Bob Dylan’s impact on popular songwriting was immediate and enduring, and this is particularly true of at least one black American singer-songwriter.
The late Sam Cooke is on record as wondering, on hearing Blowing In The Wind in 1963, why a white Jewish guy in his early 20s from Minnesota could write a song that spoke for all African-Americans—particularly those in the segregated south—while Cooke and his peers seemingly could not.
Sam was so moved by Blowing that he went off and wrote A Change Is Gonna Come. Had he not died shortly after completing it, it would surely have kick-started a new career direction for Cooke.

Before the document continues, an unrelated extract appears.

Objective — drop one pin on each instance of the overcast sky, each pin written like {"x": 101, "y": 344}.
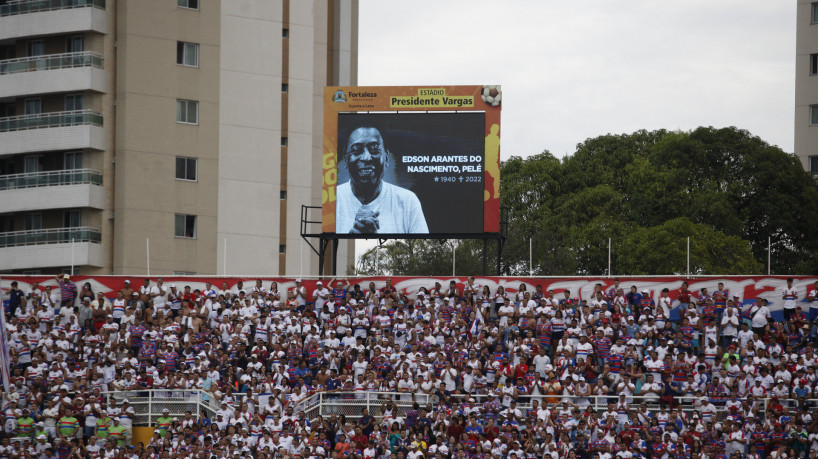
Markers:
{"x": 572, "y": 70}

As it is, Change gave many African-Americans courage to extend their writing and performing beyond the constraint of a three-minute love song.
It stands now as a template for an awareness in African-American song writing that peaked in the late 1960s via iconic anthems like James Brown’s Say it Loud (I’m Black And I’m Proud) and the Impressions’ Choice Of Colours.
From Blowing onwards, Dylan’s catalogue has been regularly visited by African-American musicians.
Some of the best covers and revivals of Dylan songs are present on How Many Roads, covering more than half a century of Dylan’s work.
The romanticism of The Man In Me and I’ll Be Your Baby Tonight is balanced by the foreboding of the Staple Singers’ Masters Of War and the optimism of I Shall Be Released.
These and 15 other stellar performances by the likes of the O’Jays, Patti LaBelle and the recently deceased Solomon Burke show that the most obvious ingredient in Bob Dylan’s songs—regardless of their vintage, or their message—is soul.